Justice Khanna had dissenting opinion on the point that during proclamation of emergency or presidential order under article 359(1) even if the person cannot go to the court of law for the enforcement of fundamental right under the constitutional remedy that does not restrain him from exercising his legal remedy through statute. Also, he denied that article 21 is not the sole repository of right to life and personal liberty even in absence of article 21 in the constitution the state cannot deprive a person from his right to life and personal liberty as this formulates the basic postulate of a civilized society. During the proclamation of emergency article 21 only loses the procedural power but the substantive power of this article is very fundamental and the State does not have the power to deprive any person life and liberty without the authority of law.
The Majority judgment held that a person cannot approach the court with the writ of habeas corpus or of any other writ remedy. Also, the court of law does not have the power to look into the validity of detention under Maintenance of Internal Security Act, 1971 as the statue does not give powers to the court the review the validity of the detention.
Inference: This case was a landmark case in India’s history. One should know that, there are different opinions and perceptions to this case. It was a dark and evil judgment made in favour of the government. It was the day when the honourable Supreme Court made the Indian citizens shameful. It let its people down. It was considered as a mistake.
If the natural right to life were to be allowed to override Article 21, then no legislation could be made that curtailed the right to life under Article 21 in any circumstance whatsoever. (A legal maxim that best explains this principal is the Latin phrase ‘expressio unius est exclusio alterius’) This would result in Article 21 turning into a dead letter with no legal effect at all, because Article 226 would be used to invoke these absolute natural rights to strike down any law.
In 2017, the Supreme Court in K.S. Puttaswamy v. UOI overruled the decision of ADM Jabalpur. Justice D.Y. Chandrachud (writing with 3 other judges- Justice J.S. Khehar, Justice R.K. Agarwal, and Justice S. Abdul Nazeer) held that the ADM Jabalpur case was flawed.

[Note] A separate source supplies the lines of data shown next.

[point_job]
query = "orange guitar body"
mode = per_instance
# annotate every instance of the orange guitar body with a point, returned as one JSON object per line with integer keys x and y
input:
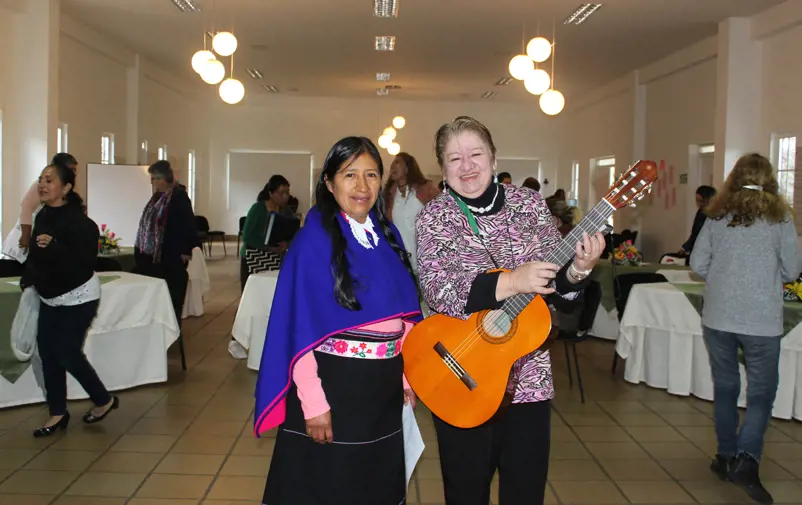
{"x": 484, "y": 351}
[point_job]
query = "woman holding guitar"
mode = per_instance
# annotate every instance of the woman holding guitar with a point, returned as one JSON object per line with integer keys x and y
{"x": 478, "y": 225}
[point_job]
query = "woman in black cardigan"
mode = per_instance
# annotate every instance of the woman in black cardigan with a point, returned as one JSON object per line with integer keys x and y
{"x": 166, "y": 236}
{"x": 60, "y": 266}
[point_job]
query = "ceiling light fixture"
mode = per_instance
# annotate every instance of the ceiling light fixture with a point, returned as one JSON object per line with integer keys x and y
{"x": 385, "y": 8}
{"x": 385, "y": 43}
{"x": 581, "y": 14}
{"x": 187, "y": 5}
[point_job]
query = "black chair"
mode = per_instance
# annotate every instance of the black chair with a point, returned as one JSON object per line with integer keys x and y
{"x": 575, "y": 331}
{"x": 107, "y": 265}
{"x": 622, "y": 286}
{"x": 207, "y": 236}
{"x": 239, "y": 233}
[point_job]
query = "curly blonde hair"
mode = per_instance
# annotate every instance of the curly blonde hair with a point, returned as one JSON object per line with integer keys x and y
{"x": 744, "y": 206}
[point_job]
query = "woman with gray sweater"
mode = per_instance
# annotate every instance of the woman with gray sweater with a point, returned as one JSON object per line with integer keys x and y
{"x": 745, "y": 251}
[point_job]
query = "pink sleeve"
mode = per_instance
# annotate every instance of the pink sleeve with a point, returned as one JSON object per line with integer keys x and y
{"x": 30, "y": 202}
{"x": 310, "y": 389}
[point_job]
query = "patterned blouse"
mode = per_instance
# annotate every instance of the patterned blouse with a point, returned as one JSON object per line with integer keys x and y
{"x": 450, "y": 256}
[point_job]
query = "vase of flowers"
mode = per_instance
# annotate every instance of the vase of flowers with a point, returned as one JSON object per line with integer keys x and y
{"x": 627, "y": 254}
{"x": 108, "y": 242}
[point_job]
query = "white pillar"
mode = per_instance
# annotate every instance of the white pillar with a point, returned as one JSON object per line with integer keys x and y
{"x": 738, "y": 104}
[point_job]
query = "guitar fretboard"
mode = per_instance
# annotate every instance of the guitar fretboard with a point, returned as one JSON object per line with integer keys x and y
{"x": 565, "y": 251}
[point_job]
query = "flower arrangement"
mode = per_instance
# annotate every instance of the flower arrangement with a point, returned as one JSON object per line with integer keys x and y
{"x": 108, "y": 241}
{"x": 626, "y": 254}
{"x": 792, "y": 291}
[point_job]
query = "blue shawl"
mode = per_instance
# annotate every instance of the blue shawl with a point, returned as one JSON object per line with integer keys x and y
{"x": 305, "y": 313}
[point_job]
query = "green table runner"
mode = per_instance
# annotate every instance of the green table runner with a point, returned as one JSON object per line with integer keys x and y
{"x": 10, "y": 368}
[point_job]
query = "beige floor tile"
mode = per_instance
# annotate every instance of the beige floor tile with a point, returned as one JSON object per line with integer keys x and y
{"x": 74, "y": 461}
{"x": 251, "y": 466}
{"x": 587, "y": 493}
{"x": 37, "y": 482}
{"x": 237, "y": 488}
{"x": 190, "y": 464}
{"x": 566, "y": 469}
{"x": 633, "y": 470}
{"x": 106, "y": 484}
{"x": 655, "y": 492}
{"x": 175, "y": 486}
{"x": 126, "y": 462}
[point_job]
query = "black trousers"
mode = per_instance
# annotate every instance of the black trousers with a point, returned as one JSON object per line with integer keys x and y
{"x": 515, "y": 442}
{"x": 61, "y": 336}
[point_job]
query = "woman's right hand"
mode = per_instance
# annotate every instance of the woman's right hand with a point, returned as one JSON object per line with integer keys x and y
{"x": 319, "y": 428}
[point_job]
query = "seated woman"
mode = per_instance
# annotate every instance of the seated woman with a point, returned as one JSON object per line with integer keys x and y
{"x": 331, "y": 375}
{"x": 481, "y": 225}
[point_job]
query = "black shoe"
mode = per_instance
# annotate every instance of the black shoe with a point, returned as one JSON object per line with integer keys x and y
{"x": 90, "y": 418}
{"x": 745, "y": 473}
{"x": 46, "y": 431}
{"x": 721, "y": 465}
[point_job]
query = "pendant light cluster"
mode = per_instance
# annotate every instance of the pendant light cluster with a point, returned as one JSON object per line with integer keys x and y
{"x": 212, "y": 70}
{"x": 387, "y": 140}
{"x": 536, "y": 80}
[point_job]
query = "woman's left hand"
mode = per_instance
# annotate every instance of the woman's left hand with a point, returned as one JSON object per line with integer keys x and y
{"x": 588, "y": 251}
{"x": 410, "y": 398}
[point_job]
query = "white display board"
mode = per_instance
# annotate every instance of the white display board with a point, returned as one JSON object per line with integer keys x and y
{"x": 116, "y": 195}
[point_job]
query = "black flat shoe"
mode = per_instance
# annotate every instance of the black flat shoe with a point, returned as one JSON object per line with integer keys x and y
{"x": 90, "y": 418}
{"x": 46, "y": 431}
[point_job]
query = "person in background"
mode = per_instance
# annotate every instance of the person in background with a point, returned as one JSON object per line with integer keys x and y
{"x": 331, "y": 376}
{"x": 464, "y": 237}
{"x": 745, "y": 251}
{"x": 166, "y": 235}
{"x": 60, "y": 266}
{"x": 704, "y": 194}
{"x": 405, "y": 194}
{"x": 532, "y": 183}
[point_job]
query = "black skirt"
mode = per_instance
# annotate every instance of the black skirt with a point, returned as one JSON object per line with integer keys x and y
{"x": 365, "y": 463}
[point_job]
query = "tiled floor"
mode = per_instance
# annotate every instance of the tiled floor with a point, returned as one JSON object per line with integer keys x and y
{"x": 189, "y": 441}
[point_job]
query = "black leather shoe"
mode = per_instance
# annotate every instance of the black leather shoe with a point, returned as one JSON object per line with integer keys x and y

Justice Nariman and Justice Kaul also categorically overruled the decision in ADM Jabalpur. The majority, in almost echoing J. Khanna, they observed, “No civilized state can contemplate an encroachment upon life and personal liberty without the authority of law. Neither life nor liberty are bounties conferred by the state nor does the Constitution create these rights. The right to life has existed even before the advent of the Constitution. In recognizing the right, the Constitution does not become the sole repository of the right.”

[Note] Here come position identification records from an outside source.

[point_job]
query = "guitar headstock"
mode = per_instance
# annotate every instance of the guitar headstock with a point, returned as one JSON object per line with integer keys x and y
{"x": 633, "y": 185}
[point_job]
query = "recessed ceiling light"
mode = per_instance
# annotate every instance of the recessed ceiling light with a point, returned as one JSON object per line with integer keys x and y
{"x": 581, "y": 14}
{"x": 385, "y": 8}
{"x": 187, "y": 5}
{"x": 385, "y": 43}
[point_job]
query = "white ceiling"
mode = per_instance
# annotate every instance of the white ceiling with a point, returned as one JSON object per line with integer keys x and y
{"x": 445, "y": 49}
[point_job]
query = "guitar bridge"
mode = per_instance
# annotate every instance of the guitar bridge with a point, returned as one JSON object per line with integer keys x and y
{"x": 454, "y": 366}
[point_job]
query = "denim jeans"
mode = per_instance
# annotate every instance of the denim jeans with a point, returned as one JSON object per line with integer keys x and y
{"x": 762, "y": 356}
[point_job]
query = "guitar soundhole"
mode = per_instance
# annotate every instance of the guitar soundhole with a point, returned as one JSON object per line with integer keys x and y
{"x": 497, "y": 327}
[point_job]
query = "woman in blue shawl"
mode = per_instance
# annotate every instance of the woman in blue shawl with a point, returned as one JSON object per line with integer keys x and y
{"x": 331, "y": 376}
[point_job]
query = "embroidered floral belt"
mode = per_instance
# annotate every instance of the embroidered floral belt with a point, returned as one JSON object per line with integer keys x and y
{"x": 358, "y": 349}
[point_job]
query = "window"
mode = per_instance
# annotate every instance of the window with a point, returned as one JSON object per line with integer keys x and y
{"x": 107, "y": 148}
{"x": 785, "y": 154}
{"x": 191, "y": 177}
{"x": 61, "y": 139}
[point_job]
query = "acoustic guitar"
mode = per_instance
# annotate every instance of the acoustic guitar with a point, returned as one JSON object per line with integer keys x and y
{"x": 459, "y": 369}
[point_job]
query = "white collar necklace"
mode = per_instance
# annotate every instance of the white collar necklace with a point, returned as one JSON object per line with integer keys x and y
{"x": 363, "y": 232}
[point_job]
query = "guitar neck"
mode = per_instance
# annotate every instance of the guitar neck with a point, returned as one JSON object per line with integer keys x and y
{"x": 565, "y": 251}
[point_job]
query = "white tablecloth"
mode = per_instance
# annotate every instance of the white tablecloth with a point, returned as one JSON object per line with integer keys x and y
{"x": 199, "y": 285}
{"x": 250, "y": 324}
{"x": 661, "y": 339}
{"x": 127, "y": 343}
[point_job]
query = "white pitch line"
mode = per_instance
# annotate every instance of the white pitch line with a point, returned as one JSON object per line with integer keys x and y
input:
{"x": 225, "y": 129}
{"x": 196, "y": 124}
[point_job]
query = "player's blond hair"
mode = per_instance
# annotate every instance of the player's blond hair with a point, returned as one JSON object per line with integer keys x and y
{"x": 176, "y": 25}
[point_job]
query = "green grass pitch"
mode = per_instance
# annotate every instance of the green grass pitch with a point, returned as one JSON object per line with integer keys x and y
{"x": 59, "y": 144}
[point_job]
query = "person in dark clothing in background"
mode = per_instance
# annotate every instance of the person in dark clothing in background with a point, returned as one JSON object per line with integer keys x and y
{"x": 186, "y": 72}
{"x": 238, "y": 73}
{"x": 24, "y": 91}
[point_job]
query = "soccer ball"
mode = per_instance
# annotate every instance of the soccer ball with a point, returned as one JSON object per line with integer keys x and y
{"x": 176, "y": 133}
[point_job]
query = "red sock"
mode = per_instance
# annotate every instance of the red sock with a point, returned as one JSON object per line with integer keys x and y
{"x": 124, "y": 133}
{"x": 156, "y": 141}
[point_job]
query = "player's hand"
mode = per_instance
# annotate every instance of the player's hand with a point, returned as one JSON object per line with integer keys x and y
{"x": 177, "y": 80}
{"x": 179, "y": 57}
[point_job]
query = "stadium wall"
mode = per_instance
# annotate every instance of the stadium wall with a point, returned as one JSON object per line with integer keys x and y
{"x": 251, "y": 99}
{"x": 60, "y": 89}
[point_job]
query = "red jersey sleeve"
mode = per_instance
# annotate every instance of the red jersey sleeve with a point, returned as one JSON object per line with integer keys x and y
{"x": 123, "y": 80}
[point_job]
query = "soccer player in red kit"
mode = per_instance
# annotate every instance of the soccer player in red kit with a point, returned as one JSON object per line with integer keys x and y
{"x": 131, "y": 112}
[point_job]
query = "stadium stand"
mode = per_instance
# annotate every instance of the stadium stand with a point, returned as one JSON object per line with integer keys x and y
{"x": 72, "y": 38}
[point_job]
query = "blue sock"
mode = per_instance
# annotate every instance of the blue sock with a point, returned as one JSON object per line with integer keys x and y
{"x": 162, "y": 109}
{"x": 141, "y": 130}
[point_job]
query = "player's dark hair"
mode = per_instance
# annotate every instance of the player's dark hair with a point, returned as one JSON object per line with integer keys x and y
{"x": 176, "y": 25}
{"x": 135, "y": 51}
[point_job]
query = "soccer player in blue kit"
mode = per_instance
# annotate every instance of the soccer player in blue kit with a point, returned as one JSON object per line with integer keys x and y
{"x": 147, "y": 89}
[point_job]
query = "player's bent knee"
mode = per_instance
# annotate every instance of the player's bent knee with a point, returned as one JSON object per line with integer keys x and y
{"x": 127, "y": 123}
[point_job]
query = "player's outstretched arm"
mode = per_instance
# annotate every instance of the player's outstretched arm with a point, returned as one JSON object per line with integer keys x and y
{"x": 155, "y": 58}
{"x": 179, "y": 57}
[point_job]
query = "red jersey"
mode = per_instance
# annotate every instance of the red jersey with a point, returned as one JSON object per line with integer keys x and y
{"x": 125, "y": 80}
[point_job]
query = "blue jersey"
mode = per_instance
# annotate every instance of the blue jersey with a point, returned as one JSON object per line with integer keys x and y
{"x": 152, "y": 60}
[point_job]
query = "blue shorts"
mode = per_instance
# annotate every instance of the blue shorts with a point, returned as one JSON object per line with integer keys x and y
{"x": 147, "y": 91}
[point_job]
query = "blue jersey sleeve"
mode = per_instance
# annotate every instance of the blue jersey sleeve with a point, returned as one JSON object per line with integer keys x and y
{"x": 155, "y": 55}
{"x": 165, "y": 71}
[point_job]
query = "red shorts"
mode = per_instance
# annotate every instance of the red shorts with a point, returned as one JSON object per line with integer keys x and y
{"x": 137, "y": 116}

Conclusion: The judgement came in 4:1 ratio. This day of this judgement was a black spot on the Indian democracy and its constitutional framework. Justice H.R.Khanna was the only one who dared to go against the government. Later, he paid for it as he was not selected to be the Chief Justice of India. He was sidelined by one of his junior judges, who became the CJI.
When we speak of National Emergency, this case comes to our memory. The daring attitude of Justice Khanna comes to our mind. Still for many young lawyers, advocates and judges Justice Khanna is a role model.